Last week, the U.S. Supreme Court denied Toyota’s petition for certiorari, refusing to review a lower court’s ruling that the Prius, Lexus RX400h and Highlander SUV hybrid cars infringe a patent owned by hybrid technology company Paice LLC. (read my previous post on Toyota’s appeal) Toyota had argued that Paice’s statements in its patent that prior technology had “substantial deficiencies” and was “compex and difficult to manufacture” precluded infringement under the doctrine of equivalents because Toyota’s hybrid vehicles used an aspect of that prior technology. But the appeals court ruled that language in a patent criticizing a prior invention had to be clear as to which aspect of the invention is being criticized for a court to deny that the patent scope covers the prior invention as an equivalent.  Â
So the decision by the U.S. Court of Appeals for the Federal Circuit will stand. In that decision, the Federal Circuit affirmed a $4.3 million jury verdict that Toyota’s hybrid drive trains infringed U.S. Patent No. 5,343,970 as an equivalent system but vacated the district court award of a $25 per vehicle ongoing royalty.  (read my previous post on the Federal Circuit decision) Now the case will go back to the trial court to determine the amount of ongoing royalty Toyota will have to pay Paice.

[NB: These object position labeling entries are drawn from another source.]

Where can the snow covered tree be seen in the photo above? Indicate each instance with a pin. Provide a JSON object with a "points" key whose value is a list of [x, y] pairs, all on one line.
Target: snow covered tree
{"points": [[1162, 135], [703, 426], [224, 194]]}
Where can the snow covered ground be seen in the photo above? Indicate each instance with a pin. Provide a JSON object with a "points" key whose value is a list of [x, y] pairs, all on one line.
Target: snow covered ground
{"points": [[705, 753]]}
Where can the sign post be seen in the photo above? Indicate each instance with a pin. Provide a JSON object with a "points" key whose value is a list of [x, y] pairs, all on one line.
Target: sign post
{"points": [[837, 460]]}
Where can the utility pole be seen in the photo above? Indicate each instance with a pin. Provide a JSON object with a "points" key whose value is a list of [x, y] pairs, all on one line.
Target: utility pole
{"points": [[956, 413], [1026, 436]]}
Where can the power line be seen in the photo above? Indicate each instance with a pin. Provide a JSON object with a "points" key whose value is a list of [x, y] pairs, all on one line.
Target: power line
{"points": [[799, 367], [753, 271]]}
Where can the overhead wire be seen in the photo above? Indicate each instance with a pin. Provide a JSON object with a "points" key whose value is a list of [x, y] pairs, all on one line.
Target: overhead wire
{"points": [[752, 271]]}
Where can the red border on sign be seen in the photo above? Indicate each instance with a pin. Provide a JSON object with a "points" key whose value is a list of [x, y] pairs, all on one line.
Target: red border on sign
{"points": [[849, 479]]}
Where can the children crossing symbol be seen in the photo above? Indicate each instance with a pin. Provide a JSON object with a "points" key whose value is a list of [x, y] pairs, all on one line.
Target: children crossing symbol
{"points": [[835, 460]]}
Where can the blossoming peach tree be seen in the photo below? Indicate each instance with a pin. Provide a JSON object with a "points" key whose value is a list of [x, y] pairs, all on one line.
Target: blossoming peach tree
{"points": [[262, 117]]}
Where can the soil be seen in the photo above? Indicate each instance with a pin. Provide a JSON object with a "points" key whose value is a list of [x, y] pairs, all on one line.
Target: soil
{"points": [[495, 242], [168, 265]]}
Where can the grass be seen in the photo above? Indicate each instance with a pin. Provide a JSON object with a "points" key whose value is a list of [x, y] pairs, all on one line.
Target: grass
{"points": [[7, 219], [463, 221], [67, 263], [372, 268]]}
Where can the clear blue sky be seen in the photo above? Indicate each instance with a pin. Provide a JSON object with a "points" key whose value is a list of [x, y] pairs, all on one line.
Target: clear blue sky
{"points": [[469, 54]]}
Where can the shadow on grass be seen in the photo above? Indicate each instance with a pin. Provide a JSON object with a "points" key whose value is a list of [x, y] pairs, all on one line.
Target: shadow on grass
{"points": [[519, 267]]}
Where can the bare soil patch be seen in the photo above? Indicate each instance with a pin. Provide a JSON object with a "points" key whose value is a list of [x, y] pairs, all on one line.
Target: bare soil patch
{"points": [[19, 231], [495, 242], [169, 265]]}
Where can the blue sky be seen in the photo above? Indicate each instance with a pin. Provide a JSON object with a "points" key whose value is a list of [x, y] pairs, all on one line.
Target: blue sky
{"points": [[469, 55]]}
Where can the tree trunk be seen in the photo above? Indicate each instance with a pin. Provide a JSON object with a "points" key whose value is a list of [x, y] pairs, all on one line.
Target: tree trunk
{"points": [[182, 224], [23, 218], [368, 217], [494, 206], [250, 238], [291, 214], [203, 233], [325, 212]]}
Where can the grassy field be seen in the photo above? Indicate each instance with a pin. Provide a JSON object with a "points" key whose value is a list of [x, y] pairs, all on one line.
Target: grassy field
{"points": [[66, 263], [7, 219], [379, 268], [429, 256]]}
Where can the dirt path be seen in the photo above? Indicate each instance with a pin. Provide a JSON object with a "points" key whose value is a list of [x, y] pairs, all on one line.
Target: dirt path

As is typical, the Supreme Court did not give a reason for its decision to deny review. But the denial means that fewer than four justices favored review of the case (if four justices vote to review, the high court grants the petition for certiorari). I remember one of my law professors used to describe his exams as consisting of big issues, little issues and non-issues and advised students to figure out which is which and not spend any time on the non-issues. Here, Toyota tried to dress up a non-issue as a big issue, and the Supremes wisely declined to spend any time on it.